The first attempt was using a DenseNet-201 (with a learning rate of 0.01) and freezing all the weights from the pretrained network. The accuracy was very poor, around 50%. Then, with another model, VGG16 (learning rate 0.01) with frozen weights from the pretrained network, accuracy was at 39%. ResNet-50 showed the same poor accuracy of 50%. This showed that the dataset is very different from original training image database for these pretrained models. To improve the accuracy, we would need to retrain the network from scratch with randomly initialized weights.
# Freeze training for all 'features' layers
for param in model_transfer.features.parameters():
param.requires_grad=True
Setting param.requires_grad to True increased the DenseNet-201 accuracy to 80%. In this project, we have chosen the model trained using the GoogleNet architecture, as it has the highest accuracy of 97%.
The PyTorch model (model_transfer.pt) was first converted to ONNX format using torch.onnx.export. One learning from this process was to match the tensor dimensions exactly as we would expect on the inference end. We had to pick a batch size of 1, instead of a higher number because we were feeding in one input image at a time. This would be different for a video stream.
The resulting ONNX model was then converted to OpenVINO Intermediate Representation (IR) using the OpenVINO Model Optimizer
Once the model was successfully converted into the OpenVINO Toolkit Intermediate Representation (IR), the development of the inference code was smooth.
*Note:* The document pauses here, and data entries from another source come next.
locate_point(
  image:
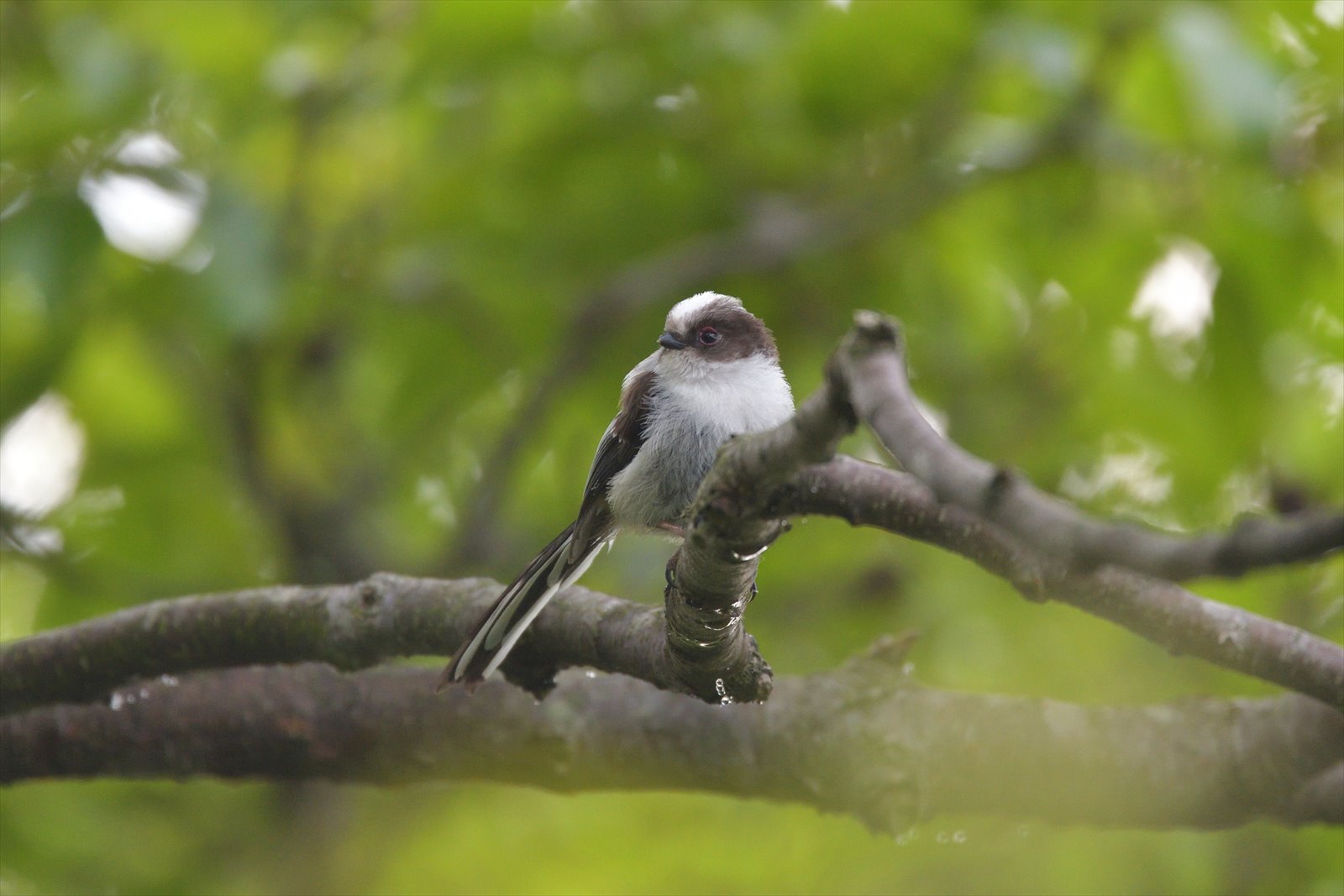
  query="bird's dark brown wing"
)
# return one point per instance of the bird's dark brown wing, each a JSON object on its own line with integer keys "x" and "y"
{"x": 618, "y": 446}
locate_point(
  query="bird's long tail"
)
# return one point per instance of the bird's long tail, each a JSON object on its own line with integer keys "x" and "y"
{"x": 501, "y": 626}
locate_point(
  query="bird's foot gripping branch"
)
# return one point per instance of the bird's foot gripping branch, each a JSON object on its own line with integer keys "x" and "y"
{"x": 275, "y": 681}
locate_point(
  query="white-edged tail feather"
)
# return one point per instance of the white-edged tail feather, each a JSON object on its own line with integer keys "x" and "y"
{"x": 501, "y": 627}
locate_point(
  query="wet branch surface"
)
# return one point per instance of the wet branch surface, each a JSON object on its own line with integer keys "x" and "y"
{"x": 104, "y": 698}
{"x": 889, "y": 752}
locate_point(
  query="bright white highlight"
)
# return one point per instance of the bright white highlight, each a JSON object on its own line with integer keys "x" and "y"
{"x": 138, "y": 214}
{"x": 40, "y": 457}
{"x": 1178, "y": 293}
{"x": 1331, "y": 13}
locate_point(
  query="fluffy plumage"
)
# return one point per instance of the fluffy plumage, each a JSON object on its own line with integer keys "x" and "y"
{"x": 717, "y": 374}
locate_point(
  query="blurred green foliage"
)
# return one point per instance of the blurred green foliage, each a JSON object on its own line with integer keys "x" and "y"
{"x": 413, "y": 217}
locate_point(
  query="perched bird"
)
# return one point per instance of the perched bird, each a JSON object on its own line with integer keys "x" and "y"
{"x": 716, "y": 375}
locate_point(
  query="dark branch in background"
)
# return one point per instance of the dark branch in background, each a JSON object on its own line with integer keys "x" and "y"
{"x": 702, "y": 649}
{"x": 862, "y": 741}
{"x": 880, "y": 394}
{"x": 753, "y": 468}
{"x": 773, "y": 233}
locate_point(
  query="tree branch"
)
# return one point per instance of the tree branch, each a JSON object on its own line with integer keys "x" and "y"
{"x": 889, "y": 752}
{"x": 877, "y": 383}
{"x": 1162, "y": 611}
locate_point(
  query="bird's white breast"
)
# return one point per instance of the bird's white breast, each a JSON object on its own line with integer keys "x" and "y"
{"x": 696, "y": 407}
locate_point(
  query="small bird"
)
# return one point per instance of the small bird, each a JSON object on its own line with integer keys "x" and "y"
{"x": 716, "y": 375}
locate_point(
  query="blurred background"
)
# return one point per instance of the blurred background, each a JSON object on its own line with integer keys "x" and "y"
{"x": 295, "y": 291}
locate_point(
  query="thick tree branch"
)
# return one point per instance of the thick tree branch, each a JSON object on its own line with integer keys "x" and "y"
{"x": 877, "y": 383}
{"x": 1162, "y": 611}
{"x": 862, "y": 741}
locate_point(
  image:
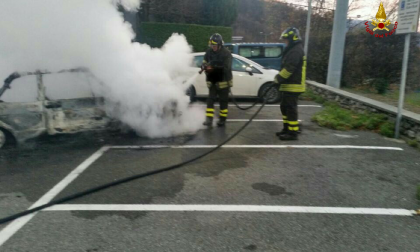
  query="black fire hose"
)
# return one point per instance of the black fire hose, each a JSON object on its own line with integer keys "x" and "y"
{"x": 131, "y": 178}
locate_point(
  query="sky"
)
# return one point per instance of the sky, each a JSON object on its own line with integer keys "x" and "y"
{"x": 366, "y": 9}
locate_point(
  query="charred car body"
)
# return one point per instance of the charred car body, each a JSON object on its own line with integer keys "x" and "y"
{"x": 20, "y": 121}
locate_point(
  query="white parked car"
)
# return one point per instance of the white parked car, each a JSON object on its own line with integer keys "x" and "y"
{"x": 249, "y": 79}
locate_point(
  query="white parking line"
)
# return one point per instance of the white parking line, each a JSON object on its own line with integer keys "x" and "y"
{"x": 260, "y": 147}
{"x": 256, "y": 120}
{"x": 13, "y": 227}
{"x": 236, "y": 208}
{"x": 259, "y": 105}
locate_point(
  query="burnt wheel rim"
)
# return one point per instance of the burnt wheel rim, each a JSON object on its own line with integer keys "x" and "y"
{"x": 271, "y": 95}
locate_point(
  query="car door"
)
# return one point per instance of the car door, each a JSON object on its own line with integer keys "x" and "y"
{"x": 71, "y": 106}
{"x": 244, "y": 83}
{"x": 21, "y": 110}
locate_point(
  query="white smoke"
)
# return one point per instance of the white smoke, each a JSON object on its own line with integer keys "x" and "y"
{"x": 145, "y": 86}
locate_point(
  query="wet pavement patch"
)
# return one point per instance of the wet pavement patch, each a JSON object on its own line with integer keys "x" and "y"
{"x": 273, "y": 190}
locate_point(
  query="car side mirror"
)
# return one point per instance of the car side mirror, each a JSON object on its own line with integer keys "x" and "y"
{"x": 249, "y": 70}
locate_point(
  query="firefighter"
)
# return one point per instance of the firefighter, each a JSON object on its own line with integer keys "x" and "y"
{"x": 217, "y": 64}
{"x": 291, "y": 79}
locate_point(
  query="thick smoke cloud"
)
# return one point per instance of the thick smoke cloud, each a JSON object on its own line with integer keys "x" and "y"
{"x": 144, "y": 87}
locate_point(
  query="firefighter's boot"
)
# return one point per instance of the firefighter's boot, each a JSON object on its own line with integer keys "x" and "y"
{"x": 221, "y": 122}
{"x": 284, "y": 130}
{"x": 208, "y": 122}
{"x": 289, "y": 136}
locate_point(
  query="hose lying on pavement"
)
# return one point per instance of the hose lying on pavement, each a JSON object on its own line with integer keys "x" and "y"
{"x": 135, "y": 177}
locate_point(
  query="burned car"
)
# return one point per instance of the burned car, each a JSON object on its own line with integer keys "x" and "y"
{"x": 20, "y": 121}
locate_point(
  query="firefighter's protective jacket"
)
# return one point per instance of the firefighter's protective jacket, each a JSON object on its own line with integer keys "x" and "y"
{"x": 292, "y": 77}
{"x": 221, "y": 62}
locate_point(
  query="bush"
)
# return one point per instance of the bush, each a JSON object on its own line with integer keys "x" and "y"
{"x": 381, "y": 85}
{"x": 156, "y": 34}
{"x": 418, "y": 192}
{"x": 335, "y": 117}
{"x": 387, "y": 129}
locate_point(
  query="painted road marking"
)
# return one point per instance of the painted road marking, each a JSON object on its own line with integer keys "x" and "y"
{"x": 236, "y": 208}
{"x": 259, "y": 147}
{"x": 256, "y": 120}
{"x": 13, "y": 227}
{"x": 259, "y": 105}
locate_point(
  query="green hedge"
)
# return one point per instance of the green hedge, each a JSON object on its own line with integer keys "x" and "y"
{"x": 156, "y": 34}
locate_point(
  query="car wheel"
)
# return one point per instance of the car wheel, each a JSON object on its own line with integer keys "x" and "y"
{"x": 191, "y": 93}
{"x": 272, "y": 93}
{"x": 2, "y": 138}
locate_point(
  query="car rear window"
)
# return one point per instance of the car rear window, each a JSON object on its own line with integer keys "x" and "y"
{"x": 250, "y": 51}
{"x": 272, "y": 52}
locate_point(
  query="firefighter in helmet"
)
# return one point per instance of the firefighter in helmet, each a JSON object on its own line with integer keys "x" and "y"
{"x": 217, "y": 65}
{"x": 292, "y": 81}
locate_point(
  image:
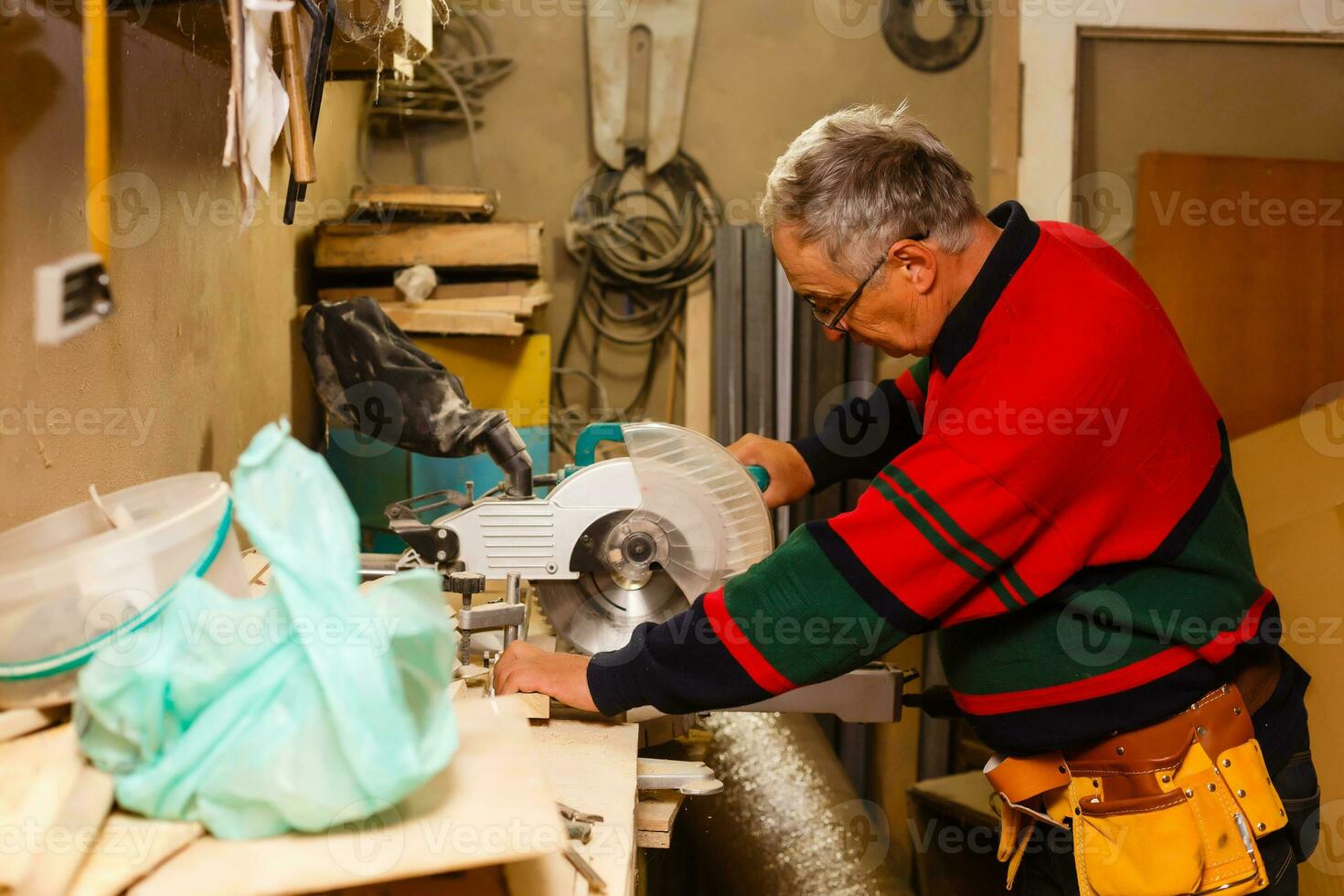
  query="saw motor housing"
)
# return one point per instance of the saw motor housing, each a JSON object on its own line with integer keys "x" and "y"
{"x": 614, "y": 543}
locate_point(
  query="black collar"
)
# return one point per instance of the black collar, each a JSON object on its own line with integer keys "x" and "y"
{"x": 961, "y": 329}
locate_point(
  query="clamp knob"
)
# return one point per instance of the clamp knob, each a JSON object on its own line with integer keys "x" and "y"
{"x": 465, "y": 581}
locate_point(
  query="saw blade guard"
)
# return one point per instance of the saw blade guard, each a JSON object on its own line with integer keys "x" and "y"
{"x": 706, "y": 503}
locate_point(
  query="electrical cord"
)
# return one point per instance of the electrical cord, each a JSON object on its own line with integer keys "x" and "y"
{"x": 640, "y": 242}
{"x": 448, "y": 91}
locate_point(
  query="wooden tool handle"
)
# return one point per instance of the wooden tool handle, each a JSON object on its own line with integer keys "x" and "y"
{"x": 300, "y": 131}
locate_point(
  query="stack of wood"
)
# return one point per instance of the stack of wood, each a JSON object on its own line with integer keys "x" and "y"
{"x": 488, "y": 272}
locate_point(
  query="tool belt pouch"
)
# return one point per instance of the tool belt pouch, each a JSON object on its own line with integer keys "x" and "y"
{"x": 1187, "y": 824}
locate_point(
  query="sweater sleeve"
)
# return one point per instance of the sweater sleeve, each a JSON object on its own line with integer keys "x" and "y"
{"x": 933, "y": 532}
{"x": 864, "y": 432}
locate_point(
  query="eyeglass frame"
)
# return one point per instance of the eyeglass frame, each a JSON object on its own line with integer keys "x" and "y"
{"x": 844, "y": 309}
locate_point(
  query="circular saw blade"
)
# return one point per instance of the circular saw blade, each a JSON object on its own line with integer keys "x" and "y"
{"x": 597, "y": 613}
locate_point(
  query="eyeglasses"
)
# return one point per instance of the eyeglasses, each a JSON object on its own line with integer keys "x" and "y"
{"x": 832, "y": 321}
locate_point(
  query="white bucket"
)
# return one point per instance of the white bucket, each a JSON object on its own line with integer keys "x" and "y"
{"x": 70, "y": 578}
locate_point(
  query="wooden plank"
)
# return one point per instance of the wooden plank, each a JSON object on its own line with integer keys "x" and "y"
{"x": 48, "y": 792}
{"x": 655, "y": 816}
{"x": 1246, "y": 255}
{"x": 591, "y": 766}
{"x": 16, "y": 723}
{"x": 529, "y": 706}
{"x": 128, "y": 849}
{"x": 492, "y": 805}
{"x": 511, "y": 297}
{"x": 471, "y": 246}
{"x": 418, "y": 199}
{"x": 413, "y": 318}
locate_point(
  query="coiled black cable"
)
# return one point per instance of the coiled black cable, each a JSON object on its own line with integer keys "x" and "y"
{"x": 640, "y": 242}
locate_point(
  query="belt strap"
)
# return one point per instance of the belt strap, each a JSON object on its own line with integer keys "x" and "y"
{"x": 1218, "y": 721}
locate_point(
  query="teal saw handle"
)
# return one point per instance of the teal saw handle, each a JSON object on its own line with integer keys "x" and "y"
{"x": 593, "y": 434}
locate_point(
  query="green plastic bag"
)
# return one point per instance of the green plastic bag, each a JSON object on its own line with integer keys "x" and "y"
{"x": 309, "y": 707}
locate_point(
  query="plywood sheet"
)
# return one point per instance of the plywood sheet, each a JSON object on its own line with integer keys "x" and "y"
{"x": 591, "y": 766}
{"x": 1303, "y": 563}
{"x": 1246, "y": 257}
{"x": 1292, "y": 469}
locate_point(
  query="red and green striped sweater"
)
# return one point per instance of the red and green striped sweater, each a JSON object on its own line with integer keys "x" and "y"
{"x": 1051, "y": 492}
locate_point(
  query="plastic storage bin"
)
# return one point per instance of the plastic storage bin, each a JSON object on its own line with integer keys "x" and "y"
{"x": 69, "y": 581}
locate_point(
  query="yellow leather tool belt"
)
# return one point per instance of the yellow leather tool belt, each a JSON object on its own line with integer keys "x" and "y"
{"x": 1171, "y": 809}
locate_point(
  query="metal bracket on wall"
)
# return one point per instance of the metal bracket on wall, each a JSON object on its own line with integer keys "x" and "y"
{"x": 638, "y": 71}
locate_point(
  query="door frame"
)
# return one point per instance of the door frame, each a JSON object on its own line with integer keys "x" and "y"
{"x": 1051, "y": 31}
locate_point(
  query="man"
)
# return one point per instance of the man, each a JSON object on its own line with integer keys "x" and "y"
{"x": 1051, "y": 495}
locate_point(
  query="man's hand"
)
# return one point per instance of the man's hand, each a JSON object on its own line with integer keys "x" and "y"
{"x": 527, "y": 669}
{"x": 791, "y": 480}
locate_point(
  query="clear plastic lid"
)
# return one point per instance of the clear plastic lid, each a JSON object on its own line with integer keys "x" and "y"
{"x": 703, "y": 498}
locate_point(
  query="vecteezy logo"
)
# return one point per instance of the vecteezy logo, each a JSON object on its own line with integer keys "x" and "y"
{"x": 1101, "y": 202}
{"x": 1095, "y": 627}
{"x": 123, "y": 209}
{"x": 863, "y": 832}
{"x": 852, "y": 420}
{"x": 851, "y": 19}
{"x": 113, "y": 617}
{"x": 371, "y": 841}
{"x": 1323, "y": 420}
{"x": 374, "y": 410}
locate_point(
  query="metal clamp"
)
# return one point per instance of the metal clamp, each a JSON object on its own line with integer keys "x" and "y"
{"x": 691, "y": 778}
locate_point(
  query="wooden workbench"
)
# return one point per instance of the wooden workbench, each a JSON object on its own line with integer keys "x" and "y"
{"x": 492, "y": 809}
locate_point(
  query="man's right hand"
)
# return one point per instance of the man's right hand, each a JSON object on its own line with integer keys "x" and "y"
{"x": 791, "y": 478}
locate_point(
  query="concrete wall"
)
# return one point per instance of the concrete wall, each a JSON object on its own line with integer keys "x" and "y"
{"x": 763, "y": 71}
{"x": 199, "y": 352}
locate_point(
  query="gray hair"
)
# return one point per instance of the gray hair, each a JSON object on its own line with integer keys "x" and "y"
{"x": 866, "y": 176}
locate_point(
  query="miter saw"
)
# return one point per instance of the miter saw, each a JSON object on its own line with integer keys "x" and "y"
{"x": 614, "y": 543}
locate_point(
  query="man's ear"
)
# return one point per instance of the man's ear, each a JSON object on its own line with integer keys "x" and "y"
{"x": 915, "y": 262}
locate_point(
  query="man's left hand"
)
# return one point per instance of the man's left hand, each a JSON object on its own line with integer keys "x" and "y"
{"x": 527, "y": 669}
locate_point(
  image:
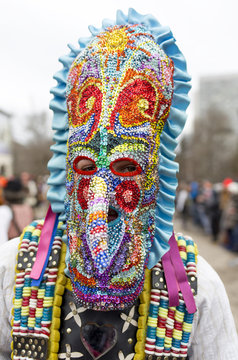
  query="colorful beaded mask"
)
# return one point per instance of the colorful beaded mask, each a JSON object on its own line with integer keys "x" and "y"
{"x": 119, "y": 92}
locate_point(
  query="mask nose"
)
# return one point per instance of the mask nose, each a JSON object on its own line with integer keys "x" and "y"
{"x": 97, "y": 222}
The only critical point to be aware of is that the input image transformations used during the training process must be now applied using OpenCV on the input frames during inference, enabling the optimized model to perform the same way as it was trained.
The current application is able to infer on single images and write the class identified and the inference time in ms.
For running the application, you can use the following command:
source /opt/intel/openvino/bin/setupvars.sh
python3 rice_diseases.py [-h] [-p P] [-i I] [-d D]
The optional arguments are:
-h, --help show this help message and exit
-p P The location of the input file (default: random image from dataset)
-i I The type of input: 0 = camera, 'IMAGE', 'VIDEO' (default: 'IMAGE')
-d D Target device: CPU, GPU, FPGA, MYRIAD, MULTI:CPU,GPU, HETERO:FPGA, CPU (default: 'CPU')In this work, we demonstrated that we can pick a domain-specific problem (for which there might not exist pretrained models within the OpenVINO toolkit), train a model to help address the problem, and then deploy an app that infers field cases using the OpenVINO Toolkit. Our proof-of-concept uses the CPU, and static images.
The first natural extension to this endeavor is to enhance our app to accept an input video stream, which would enable a more robust response to practical use-cases such as on a farm.
The backend work for this would involve enhancing the inference code to process video streams, and also an update on the training side to add a "not rice" category to be able to classify all the frames that do not have a rice plant in them. After that, the number of diseased plants, the kinds of disease, and more such statistics can be reported out.
However, the real value of OpenVINO and its inference acceleration can be tapped when we deploy this on a portable Raspberry-Pi system, that can infer diseased-or-not in real-time, from an input stream through an onboard camera, and signal (with a beep, or a light flash), when diseased plants are found. The system would also log all such events.
Such a system - a Rice Health Inspector - can be operated by a live worker or a robot on a farm to quickly diagnose the health of the overall harvest, and take measures to prune/quarantine. Location data at the sites of disease can also be recorded (as might be in the case of a robot doing an inspection pass through the entire farm), which can then be followed up by expert farmers to properly triage the diseased plants.
Such an application can hugely improve the productivity and efficiency of rice plant farming, which is a staple food for many in the world.